Gobierno de Nicaragua rechaza llamada a "cese de la represión", de Costa Rica

Gobierno de Nicaragua rechaza llamada a "cese de la represión", de Costa Rica

El Gobierno de Nicaragua rechazó hoy la llamada de Costa Rica "al cese inmediato de la represión" en el primer país, que este domingo vivió una jornada violenta como parte de la crisis sociopolítica que ha dejado cientos de muertos en protestas contra el presidente Daniel Ortega.

En una declaración pública, el Gobierno informó que "ante las irrespetuosas e injerencistas declaraciones del presidente Carlos Alvarado, de Costa Rica, sobre asuntos internos de Nicaragua, expresa su desacuerdo y rechazo categórico".

Tras conocer de la detención violenta de 38 personas que pretendían participar en una protesta antigubernamental en Managua, Alvarado hizo "un llamado urgente al cese inmediato de la represión en Nicaragua", y calificó de "inaceptables" las "detenciones arbitrarias y la intimidación" contra medios de comunicación, estudiantes, defensores de derechos humanos e iglesia Católica.

El Ejecutivo nicaragüense mostró su rechazo "a la interferencia pretenciosa e insolente del comunicado del Ministerio de Relaciones Exteriores y Culto de Costa Rica", emitido este domingo.

En el comunicado, Costa Rica reiteró la llamada de Alvarado, "al cese inmediato de la represión y las detenciones arbitrarias", y respaldó "la preocupación manifestada por la comunidad internacional ante la erosión sistemática de los derechos humanos y las libertades fundamentales, que ocurre a diario en Nicaragua".

El Gobierno nicaragüense dijo ser "respetuoso del derecho internacional" y resaltó que "no interfiere en los asuntos internos de ningún país y no comenta ni pontifica sobre problemas de otras naciones o sobre las decisiones soberanas que los Estados toman en relación a sus problemas".

Reclamó además "respeto y no injerencia", y agregó que "no es aficionado a enfrentamientos verbales o exhibicionismos mediáticos que otros utilizan como cortinas de humo con la pretensión de ocultar la profundidad y gravedad de problemas sociales o económicos propios".
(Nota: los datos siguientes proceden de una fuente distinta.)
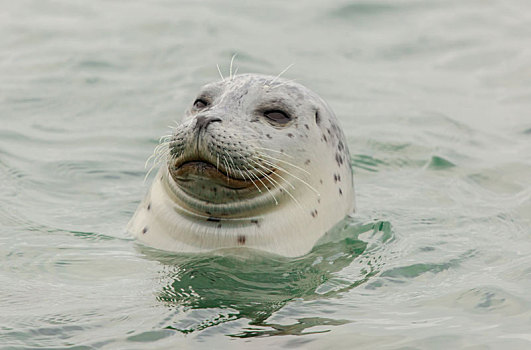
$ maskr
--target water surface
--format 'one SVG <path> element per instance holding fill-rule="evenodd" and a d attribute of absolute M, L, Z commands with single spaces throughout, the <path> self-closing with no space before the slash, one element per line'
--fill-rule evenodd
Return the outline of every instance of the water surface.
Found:
<path fill-rule="evenodd" d="M 0 346 L 531 347 L 528 1 L 0 3 Z M 285 74 L 348 138 L 357 213 L 297 259 L 124 227 L 197 89 Z"/>

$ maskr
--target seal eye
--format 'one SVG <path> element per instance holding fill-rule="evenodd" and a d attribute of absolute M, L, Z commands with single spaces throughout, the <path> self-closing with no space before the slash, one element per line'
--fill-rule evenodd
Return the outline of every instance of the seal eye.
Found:
<path fill-rule="evenodd" d="M 200 99 L 200 98 L 198 98 L 198 99 L 195 100 L 195 102 L 194 102 L 194 108 L 195 108 L 195 109 L 203 109 L 203 108 L 205 108 L 207 105 L 208 105 L 208 102 L 206 102 L 205 100 L 202 100 L 202 99 Z"/>
<path fill-rule="evenodd" d="M 291 120 L 291 118 L 282 111 L 267 111 L 264 113 L 264 116 L 278 124 L 286 124 Z"/>

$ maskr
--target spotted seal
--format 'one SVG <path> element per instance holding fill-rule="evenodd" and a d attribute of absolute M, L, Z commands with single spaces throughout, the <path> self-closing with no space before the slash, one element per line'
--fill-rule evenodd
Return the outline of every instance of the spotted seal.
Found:
<path fill-rule="evenodd" d="M 240 74 L 205 85 L 156 153 L 163 165 L 127 228 L 155 248 L 299 256 L 354 210 L 337 119 L 292 81 Z"/>

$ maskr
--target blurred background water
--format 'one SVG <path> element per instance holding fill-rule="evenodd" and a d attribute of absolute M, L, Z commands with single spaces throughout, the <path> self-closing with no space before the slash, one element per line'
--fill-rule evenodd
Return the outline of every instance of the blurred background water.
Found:
<path fill-rule="evenodd" d="M 124 232 L 204 83 L 297 79 L 357 214 L 298 259 Z M 531 348 L 527 0 L 0 0 L 2 349 Z"/>

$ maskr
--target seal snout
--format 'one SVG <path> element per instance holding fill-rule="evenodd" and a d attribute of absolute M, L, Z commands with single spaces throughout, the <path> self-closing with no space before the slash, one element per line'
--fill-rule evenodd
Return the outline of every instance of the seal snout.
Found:
<path fill-rule="evenodd" d="M 221 119 L 218 117 L 207 117 L 204 115 L 200 115 L 197 118 L 195 118 L 195 127 L 194 130 L 199 131 L 201 129 L 206 129 L 208 124 L 214 123 L 214 122 L 221 122 Z"/>

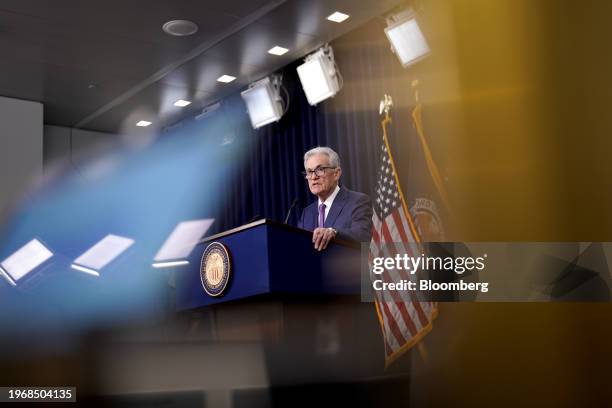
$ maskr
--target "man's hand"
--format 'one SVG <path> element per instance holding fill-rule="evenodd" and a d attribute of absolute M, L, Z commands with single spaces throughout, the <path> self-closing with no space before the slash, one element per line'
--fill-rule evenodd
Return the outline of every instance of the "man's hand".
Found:
<path fill-rule="evenodd" d="M 336 230 L 333 228 L 316 228 L 312 233 L 312 242 L 317 251 L 322 251 L 327 248 L 327 244 L 336 236 Z"/>

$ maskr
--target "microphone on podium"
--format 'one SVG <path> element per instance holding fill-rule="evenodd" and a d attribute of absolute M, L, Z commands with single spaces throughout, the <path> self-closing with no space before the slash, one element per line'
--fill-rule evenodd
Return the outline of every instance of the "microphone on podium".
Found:
<path fill-rule="evenodd" d="M 294 198 L 293 202 L 291 203 L 291 207 L 289 207 L 289 211 L 287 211 L 287 216 L 285 217 L 285 221 L 283 224 L 287 224 L 287 222 L 289 221 L 289 217 L 291 216 L 291 211 L 293 210 L 293 207 L 295 207 L 295 205 L 298 203 L 298 198 Z"/>
<path fill-rule="evenodd" d="M 259 215 L 259 214 L 255 214 L 255 215 L 253 216 L 253 218 L 251 218 L 250 220 L 248 220 L 248 221 L 247 221 L 247 224 L 250 224 L 250 223 L 252 223 L 252 222 L 255 222 L 255 221 L 257 221 L 257 220 L 258 220 L 258 219 L 260 219 L 260 218 L 261 218 L 261 215 Z"/>

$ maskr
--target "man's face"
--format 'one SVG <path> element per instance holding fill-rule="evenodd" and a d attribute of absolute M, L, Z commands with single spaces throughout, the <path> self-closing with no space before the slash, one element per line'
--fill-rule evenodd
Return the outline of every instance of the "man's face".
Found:
<path fill-rule="evenodd" d="M 315 154 L 306 160 L 306 171 L 308 172 L 322 167 L 330 167 L 329 157 L 326 154 Z M 323 200 L 327 199 L 338 185 L 341 174 L 340 168 L 328 168 L 322 176 L 312 173 L 311 178 L 308 179 L 310 192 Z"/>

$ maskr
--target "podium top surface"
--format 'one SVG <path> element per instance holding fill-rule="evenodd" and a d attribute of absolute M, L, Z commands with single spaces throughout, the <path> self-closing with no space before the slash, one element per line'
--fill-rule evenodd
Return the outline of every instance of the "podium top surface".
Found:
<path fill-rule="evenodd" d="M 248 229 L 251 229 L 251 228 L 258 227 L 260 225 L 270 225 L 270 226 L 274 226 L 274 227 L 277 227 L 277 228 L 285 229 L 287 231 L 292 231 L 292 232 L 294 232 L 296 234 L 307 234 L 307 235 L 311 235 L 312 234 L 312 231 L 308 231 L 308 230 L 305 230 L 305 229 L 297 228 L 297 227 L 294 227 L 294 226 L 288 225 L 288 224 L 283 224 L 282 222 L 274 221 L 274 220 L 271 220 L 271 219 L 268 219 L 268 218 L 262 218 L 261 220 L 253 221 L 253 222 L 250 222 L 248 224 L 244 224 L 244 225 L 241 225 L 239 227 L 232 228 L 232 229 L 229 229 L 227 231 L 220 232 L 218 234 L 214 234 L 214 235 L 210 235 L 208 237 L 204 237 L 204 238 L 202 238 L 200 240 L 200 244 L 206 243 L 206 242 L 210 242 L 210 241 L 214 241 L 214 240 L 217 240 L 217 239 L 229 236 L 229 235 L 233 235 L 233 234 L 236 234 L 236 233 L 241 232 L 241 231 L 245 231 L 245 230 L 248 230 Z M 350 248 L 356 248 L 356 249 L 360 248 L 360 244 L 358 242 L 353 242 L 353 241 L 348 241 L 348 240 L 343 240 L 343 239 L 333 239 L 332 242 L 334 244 L 338 244 L 338 245 L 342 245 L 342 246 L 347 246 L 347 247 L 350 247 Z"/>

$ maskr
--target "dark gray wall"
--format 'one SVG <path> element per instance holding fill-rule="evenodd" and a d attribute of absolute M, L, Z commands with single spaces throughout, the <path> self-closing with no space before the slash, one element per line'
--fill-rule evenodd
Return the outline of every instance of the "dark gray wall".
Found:
<path fill-rule="evenodd" d="M 43 106 L 0 97 L 0 218 L 42 174 Z"/>
<path fill-rule="evenodd" d="M 48 175 L 54 168 L 71 161 L 79 164 L 118 147 L 120 143 L 120 138 L 110 133 L 45 125 L 44 172 Z"/>

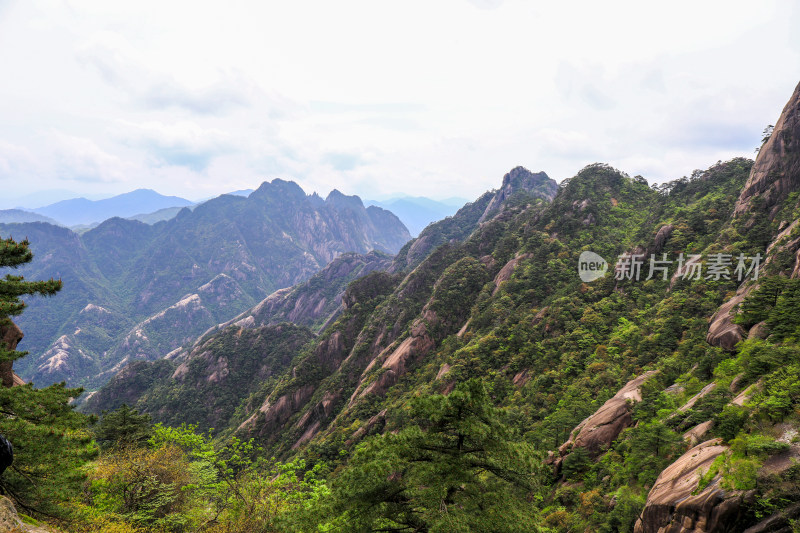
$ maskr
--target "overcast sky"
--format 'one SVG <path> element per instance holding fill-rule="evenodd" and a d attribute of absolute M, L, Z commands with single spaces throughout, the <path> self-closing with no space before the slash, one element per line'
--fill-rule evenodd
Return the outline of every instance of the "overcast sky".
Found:
<path fill-rule="evenodd" d="M 0 0 L 0 204 L 662 182 L 753 157 L 800 81 L 796 5 Z"/>

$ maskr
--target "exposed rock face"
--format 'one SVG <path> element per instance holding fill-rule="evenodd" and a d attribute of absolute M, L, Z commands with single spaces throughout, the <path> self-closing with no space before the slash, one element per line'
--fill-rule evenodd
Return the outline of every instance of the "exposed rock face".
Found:
<path fill-rule="evenodd" d="M 0 496 L 0 531 L 8 533 L 24 533 L 28 531 L 20 520 L 11 500 Z"/>
<path fill-rule="evenodd" d="M 369 372 L 375 362 L 385 357 L 383 364 L 381 364 L 382 373 L 363 390 L 361 390 L 359 384 L 359 387 L 356 388 L 350 398 L 350 404 L 354 404 L 357 398 L 363 398 L 371 394 L 383 395 L 389 387 L 397 383 L 400 377 L 406 373 L 408 366 L 427 355 L 436 346 L 436 341 L 428 334 L 428 326 L 435 324 L 437 321 L 438 319 L 433 311 L 426 311 L 423 317 L 417 319 L 411 326 L 411 336 L 403 340 L 394 349 L 390 347 L 386 352 L 380 354 L 364 370 L 364 375 Z"/>
<path fill-rule="evenodd" d="M 17 344 L 22 340 L 22 337 L 22 330 L 13 322 L 0 326 L 0 343 L 5 344 L 6 350 L 16 350 Z M 13 365 L 13 361 L 4 361 L 0 363 L 0 379 L 2 379 L 3 387 L 14 386 Z"/>
<path fill-rule="evenodd" d="M 153 226 L 114 218 L 80 236 L 40 222 L 13 231 L 31 237 L 37 257 L 24 275 L 69 281 L 58 302 L 33 301 L 20 317 L 34 356 L 17 369 L 40 385 L 66 380 L 91 388 L 107 382 L 123 359 L 163 357 L 343 254 L 381 250 L 388 263 L 387 254 L 411 238 L 392 213 L 365 208 L 356 196 L 333 191 L 322 201 L 283 180 Z M 311 291 L 280 311 L 286 320 L 314 315 L 324 323 L 340 292 Z M 69 349 L 59 342 L 65 334 Z"/>
<path fill-rule="evenodd" d="M 253 308 L 209 329 L 203 337 L 231 324 L 256 328 L 292 322 L 321 331 L 347 307 L 348 302 L 343 301 L 343 297 L 351 281 L 386 270 L 391 263 L 391 256 L 376 251 L 363 255 L 342 254 L 308 281 L 273 292 Z"/>
<path fill-rule="evenodd" d="M 673 229 L 675 228 L 672 224 L 665 224 L 658 228 L 658 232 L 656 232 L 656 236 L 653 239 L 653 253 L 657 254 L 664 249 L 664 244 L 669 239 L 669 236 L 672 235 Z"/>
<path fill-rule="evenodd" d="M 619 436 L 623 429 L 633 424 L 628 401 L 642 400 L 640 388 L 642 383 L 656 371 L 645 372 L 632 379 L 622 387 L 613 398 L 610 398 L 593 415 L 581 422 L 570 433 L 570 438 L 558 448 L 558 456 L 553 461 L 559 470 L 564 457 L 574 448 L 585 448 L 590 455 L 596 456 L 608 447 Z"/>
<path fill-rule="evenodd" d="M 722 439 L 698 444 L 656 479 L 634 533 L 710 533 L 735 524 L 745 493 L 726 493 L 715 479 L 698 494 L 700 476 L 728 450 Z"/>
<path fill-rule="evenodd" d="M 503 268 L 500 269 L 500 272 L 498 272 L 494 277 L 494 291 L 492 294 L 496 294 L 497 291 L 500 290 L 501 283 L 511 279 L 511 276 L 514 275 L 514 270 L 517 268 L 517 264 L 519 264 L 520 261 L 528 259 L 529 257 L 531 257 L 531 254 L 520 254 L 506 263 Z"/>
<path fill-rule="evenodd" d="M 782 200 L 800 187 L 800 85 L 783 108 L 769 140 L 761 147 L 750 177 L 739 195 L 734 215 L 748 212 L 756 198 L 775 217 Z"/>
<path fill-rule="evenodd" d="M 683 440 L 689 443 L 690 446 L 697 446 L 703 437 L 714 426 L 713 420 L 706 420 L 702 424 L 697 424 L 695 427 L 683 434 Z"/>
<path fill-rule="evenodd" d="M 703 387 L 700 390 L 700 392 L 698 392 L 697 394 L 695 394 L 694 396 L 689 398 L 689 400 L 687 400 L 687 402 L 685 404 L 680 406 L 678 408 L 678 411 L 681 412 L 681 413 L 685 413 L 686 411 L 688 411 L 689 409 L 694 407 L 694 404 L 697 403 L 697 400 L 699 400 L 700 398 L 705 397 L 709 392 L 713 391 L 715 388 L 717 388 L 717 384 L 716 383 L 709 383 L 708 385 Z"/>
<path fill-rule="evenodd" d="M 535 192 L 535 194 L 547 201 L 555 198 L 558 192 L 558 185 L 555 181 L 551 180 L 544 172 L 537 172 L 534 174 L 524 167 L 516 167 L 508 174 L 503 176 L 503 185 L 497 190 L 486 210 L 480 218 L 483 222 L 489 215 L 497 212 L 506 200 L 517 191 Z"/>
<path fill-rule="evenodd" d="M 732 352 L 736 343 L 744 338 L 742 327 L 733 323 L 733 313 L 750 294 L 752 288 L 753 285 L 739 287 L 736 295 L 717 309 L 708 324 L 708 334 L 706 335 L 708 344 Z"/>
<path fill-rule="evenodd" d="M 305 385 L 291 394 L 284 394 L 280 398 L 274 400 L 274 402 L 272 398 L 267 398 L 267 401 L 264 402 L 261 409 L 253 414 L 250 419 L 242 423 L 239 429 L 250 426 L 256 422 L 259 415 L 262 415 L 263 419 L 258 435 L 269 435 L 285 424 L 286 421 L 311 398 L 313 393 L 313 385 Z"/>

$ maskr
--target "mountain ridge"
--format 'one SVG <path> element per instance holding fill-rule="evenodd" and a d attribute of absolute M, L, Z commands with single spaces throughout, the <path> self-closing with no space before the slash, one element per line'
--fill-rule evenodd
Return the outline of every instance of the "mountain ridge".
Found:
<path fill-rule="evenodd" d="M 55 313 L 50 308 L 42 322 L 49 303 L 32 301 L 21 317 L 21 326 L 32 332 L 25 345 L 36 355 L 22 360 L 18 372 L 37 383 L 97 384 L 121 359 L 153 359 L 180 346 L 186 337 L 175 334 L 180 327 L 174 320 L 193 334 L 202 333 L 263 295 L 311 276 L 338 255 L 397 251 L 410 237 L 394 215 L 368 211 L 360 200 L 315 207 L 297 184 L 283 180 L 265 182 L 259 190 L 250 197 L 223 195 L 193 210 L 183 208 L 175 218 L 153 225 L 111 218 L 80 236 L 46 224 L 0 226 L 2 234 L 15 236 L 36 229 L 30 237 L 37 261 L 21 273 L 65 281 L 63 305 Z M 225 277 L 218 278 L 221 274 Z M 211 285 L 205 297 L 190 300 L 191 306 L 175 307 L 214 279 L 225 280 L 229 288 Z M 80 316 L 89 304 L 114 316 L 113 334 Z M 173 309 L 169 315 L 160 314 L 168 309 Z M 184 321 L 192 309 L 200 314 L 188 325 Z M 172 316 L 173 322 L 168 326 L 162 320 L 159 333 L 152 330 L 153 321 L 147 322 L 149 330 L 137 327 L 156 315 Z M 127 341 L 119 337 L 120 328 L 129 332 Z"/>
A continuación, el Gobierno nicaragüense señaló a la administración de Alvarado de responder protestas internas con "represión y brutalidad policial, que han producido heridos, muertos, pérdidas materiales y afectaciones serias a la economía costarricense".

El intercambio se da en medio de la crisis que ha dejado entre 322 y 512 muertos en Nicaragua desde abril pasado, principalmente a causa de las protestas contra Ortega, según organizaciones humanitarias nacionales e internacionales.

Dichas organizaciones cuentan al menos 459 "presos políticos", miles de heridos y más de 25.000 exiliados, de los cuales un mínimo de 23.000 han huido hacia Costa Rica.

El Gobierno de Ortega también ha sido responsabilizado por ejecuciones extrajudiciales, torturas, obstrucción a la atención médica, detenciones arbitrarias, secuestros y violencia sexual, entre otras violaciones a los derechos humanos.

Entre los organismos que responsabilizan a Ortega están la Comisión Internacional de Derechos Humanos (CIDH), la oficina del Alto Comisionado de Naciones Unidas para los Derechos Humanos (Acnudh), y Amnistía Internacional.

Ortega, quien reconoce 199 muertos y más de 200 reos que considera son "terroristas" y "golpistas", niega las responsabilidades y dice ser víctima de un intento de "golpe de Estado".

Las protestas contra Ortega y su esposa, la vicepresidenta Rosario Murillo, comenzaron por unas fallidas reformas de la seguridad social y se convirtieron en una exigencia de renuncia del presidente, tras las muertes registradas durante las manifestaciones.